Les traitements à base de GLP-1 (comme l’Ozempic) agissent sur des mécanismes hormonaux complexes liés à l’appétit et à la glycémie. « Le cutting jelly n’a aucun effet démontré sur ces mécanismes. Cet amalgame banalise l’usage de médicaments puissants tout en donnant une illusion d’efficacité et de sécurité à des produits qui ne sont pas évalués selon les mêmes standards », alerte le diététicien.

Couper la faim plutôt que de l’écouter

Au-delà de son efficacité le produit interroge sur le rapport à l’alimentation qu’il encourage : « Chercher à inhiber la faim plutôt qu’à la comprendre peut fragiliser la relation à l’alimentation. La faim est un signal physiologique essentiel, pas un ennemi », rappelle Landry Courbet.

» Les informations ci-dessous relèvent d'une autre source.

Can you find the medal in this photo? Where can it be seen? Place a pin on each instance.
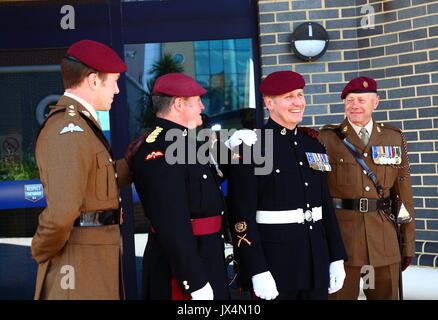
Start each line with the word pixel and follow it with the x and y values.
pixel 318 161
pixel 386 155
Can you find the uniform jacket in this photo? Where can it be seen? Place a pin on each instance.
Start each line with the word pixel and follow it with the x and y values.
pixel 172 195
pixel 297 255
pixel 78 175
pixel 370 238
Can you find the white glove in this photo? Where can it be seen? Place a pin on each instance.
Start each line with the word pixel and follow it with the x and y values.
pixel 249 137
pixel 264 286
pixel 205 293
pixel 337 275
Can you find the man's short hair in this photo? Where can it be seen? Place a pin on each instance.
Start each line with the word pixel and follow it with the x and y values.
pixel 162 103
pixel 74 72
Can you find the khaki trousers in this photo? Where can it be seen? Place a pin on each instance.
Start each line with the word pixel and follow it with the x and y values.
pixel 379 283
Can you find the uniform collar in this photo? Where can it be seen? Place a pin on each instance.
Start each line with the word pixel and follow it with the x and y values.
pixel 278 129
pixel 167 125
pixel 87 105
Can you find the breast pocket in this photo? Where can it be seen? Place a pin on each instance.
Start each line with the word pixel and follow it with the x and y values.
pixel 346 171
pixel 211 201
pixel 285 179
pixel 106 185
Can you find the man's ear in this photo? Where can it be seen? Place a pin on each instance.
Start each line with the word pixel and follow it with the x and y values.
pixel 178 104
pixel 92 80
pixel 268 102
pixel 376 102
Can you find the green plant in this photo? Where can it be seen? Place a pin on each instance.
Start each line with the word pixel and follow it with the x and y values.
pixel 24 170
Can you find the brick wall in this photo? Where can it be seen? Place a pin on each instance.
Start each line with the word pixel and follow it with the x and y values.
pixel 401 53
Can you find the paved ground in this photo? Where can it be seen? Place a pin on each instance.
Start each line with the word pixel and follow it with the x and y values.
pixel 18 271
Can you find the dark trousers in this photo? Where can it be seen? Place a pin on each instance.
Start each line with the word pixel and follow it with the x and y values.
pixel 310 294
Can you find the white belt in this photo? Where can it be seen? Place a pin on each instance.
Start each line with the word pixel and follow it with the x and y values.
pixel 289 216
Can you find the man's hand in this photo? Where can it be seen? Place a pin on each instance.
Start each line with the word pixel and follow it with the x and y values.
pixel 405 262
pixel 133 148
pixel 337 275
pixel 205 293
pixel 248 137
pixel 264 286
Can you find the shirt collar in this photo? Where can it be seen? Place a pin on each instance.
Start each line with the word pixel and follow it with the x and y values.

Le vrai danger est que le recours répété à ce genre de solution peut favoriser une déconnexion des sensations corporelles. « À long terme, cela peut entretenir des cycles de restriction et de compensation, voire majorer la culpabilité alimentaire lorsque le produit ne tient pas ses promesses. En tant que diététicien, je ne suis donc pas fan de cette promesse. », observe-t-il.

Un succès révélateur de la pression esthétique

« Le succès de ces produits s’inscrit dans un contexte de pression esthétique très forte, accentuée par les réseaux sociaux et la mise en avant de corps normés, souvent retouchés ou irréalistes. Ces formats viraux proposent des solutions rapides, simples et présentées comme « naturelles », ce qui est particulièrement séduisant dans un quotidien où les injonctions à la minceur sont omniprésentes », analyse le diététicien. Une banalisation d’autant plus puissante lorsqu’elle est relayé sur les réseaux sociaux.

Pour Landry Courbet, le message est clair : Il n’y a pas de solution minceur universelle, rapide et sans contrepartie. La perte de poids, lorsqu’elle est souhaitée, ne peut pas se résumer à un produit isolé », insiste-t-il.

Avant de chercher à faire taire sa faim, il invite à s’interroger sur ce qui influence réellement notre appétit : l’apport énergétique, la qualité de l’alimentation, le rythme des repas, le sommeil, le stress ou la charge mentale. « Prendre soin de son corps, ce n’est pas le contraindre à se taire, c’est apprendre à l’écouter », conclut-il.